The Atlanta Journal-Constitution
The ex-flame who inspired the Little Red-Haired Girl in ‘Peanuts’ dies
Last summer, day after day, I called the Little Red-Haired Girl. And night after night, I wondered whether I would ever actually get to talk with her.
The Little Red-Haired Girl — actually, the real woman who inspired the iconic “Peanuts” character — was Donna Johnson Wold. And she proved as elusive as Charlie Brown’s dream crush.
Then, last July, I finally spoke with Wold, who was warm and humble and utterly endearing.
More than six decades ago, she had chosen her longtime firefighter husband over Charles M. Schulz.
Schulz, the world-famous “Peanuts” creator, turned that heartache into art with the scarlet-haired character, who was featured anew in last November’s “The Peanuts Movie.”
“Oh, we dated for about two years,” Wold told me of her relationship with “Sparky” Schulz; both he and Allan Wold proposed marriage. “I loved him.
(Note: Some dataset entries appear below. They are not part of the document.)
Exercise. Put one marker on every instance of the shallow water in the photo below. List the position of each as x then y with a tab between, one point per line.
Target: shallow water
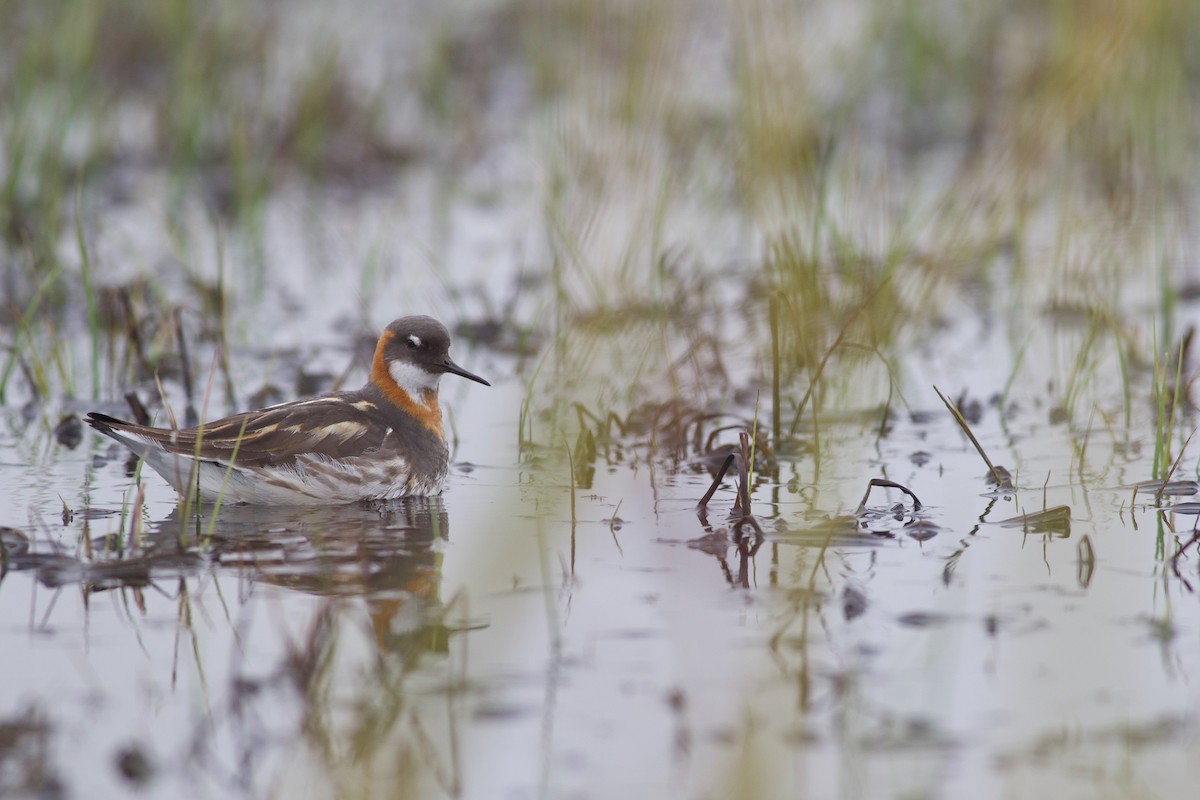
543	631
485	644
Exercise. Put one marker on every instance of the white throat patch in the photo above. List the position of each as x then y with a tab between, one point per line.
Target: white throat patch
413	379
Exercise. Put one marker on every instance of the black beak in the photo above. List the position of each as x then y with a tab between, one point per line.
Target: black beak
450	366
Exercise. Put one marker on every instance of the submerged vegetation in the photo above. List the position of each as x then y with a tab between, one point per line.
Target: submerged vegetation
721	246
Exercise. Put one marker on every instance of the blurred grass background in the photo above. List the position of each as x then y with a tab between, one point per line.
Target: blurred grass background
868	163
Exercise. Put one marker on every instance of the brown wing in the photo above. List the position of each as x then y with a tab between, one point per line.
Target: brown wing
335	426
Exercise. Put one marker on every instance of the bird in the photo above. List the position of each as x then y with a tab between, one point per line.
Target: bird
378	443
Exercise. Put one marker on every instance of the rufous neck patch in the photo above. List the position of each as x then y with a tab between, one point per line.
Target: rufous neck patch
425	410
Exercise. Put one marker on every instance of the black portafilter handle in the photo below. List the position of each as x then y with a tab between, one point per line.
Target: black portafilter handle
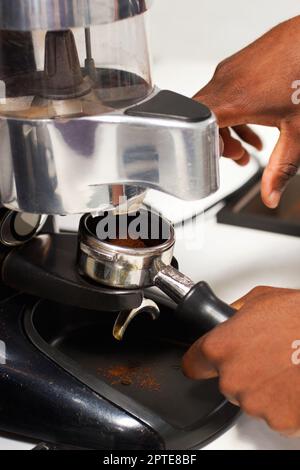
203	309
197	305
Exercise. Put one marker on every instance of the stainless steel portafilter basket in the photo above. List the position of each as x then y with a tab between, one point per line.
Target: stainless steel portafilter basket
144	263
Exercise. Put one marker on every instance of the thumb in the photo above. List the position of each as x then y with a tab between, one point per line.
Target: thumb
196	366
283	165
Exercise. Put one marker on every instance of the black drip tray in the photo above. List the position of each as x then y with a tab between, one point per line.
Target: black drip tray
145	367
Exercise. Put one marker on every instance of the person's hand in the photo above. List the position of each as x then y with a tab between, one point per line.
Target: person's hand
256	355
256	86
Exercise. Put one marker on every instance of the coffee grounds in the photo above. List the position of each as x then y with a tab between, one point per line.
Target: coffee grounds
128	243
140	377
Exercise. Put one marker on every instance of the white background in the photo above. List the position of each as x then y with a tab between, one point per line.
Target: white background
210	30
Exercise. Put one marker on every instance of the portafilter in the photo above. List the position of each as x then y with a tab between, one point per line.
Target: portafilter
143	260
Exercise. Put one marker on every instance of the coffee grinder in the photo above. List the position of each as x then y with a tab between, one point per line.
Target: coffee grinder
84	131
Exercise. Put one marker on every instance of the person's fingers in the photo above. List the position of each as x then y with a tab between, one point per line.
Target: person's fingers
249	136
232	147
227	112
283	165
252	295
195	365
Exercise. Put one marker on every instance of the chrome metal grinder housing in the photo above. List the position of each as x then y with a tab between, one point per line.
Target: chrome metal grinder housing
81	124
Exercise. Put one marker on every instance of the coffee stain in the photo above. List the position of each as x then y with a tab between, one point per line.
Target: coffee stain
140	377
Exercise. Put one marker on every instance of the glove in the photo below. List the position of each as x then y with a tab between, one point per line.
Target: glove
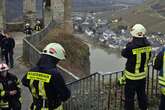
122	81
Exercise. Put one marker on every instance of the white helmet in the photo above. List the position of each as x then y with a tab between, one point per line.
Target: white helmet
3	67
27	24
38	22
54	50
138	30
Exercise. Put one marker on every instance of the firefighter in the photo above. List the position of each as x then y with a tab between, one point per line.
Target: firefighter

I guess I chose Al because I knew all Al’s friends, who became my friends. I didn’t really know Sparky’s friends.”
“But it was a long time ago,” added Wold, speaking by phone from the Minneapolis area, where she had lived her full life, traveling and camping and adventuring (she loved the Grand Tetons) and becoming a mother to four and a foster mother to scores more.
Allan and Donna Wold married in 1950, the same year that “Peanuts” debuted.
Schulz would introduce his mysterious, Donna-inspired character to “Peanuts” readers on Nov. 12, 1963, as Charlie Brown said dreamily: “I’d sure like to eat lunch with that little red-haired girl.”
Donna Mae Johnson Wold died Aug. 9 of heart failure and complications from diabetes, the Star Tribune reported over the weekend. She was 87.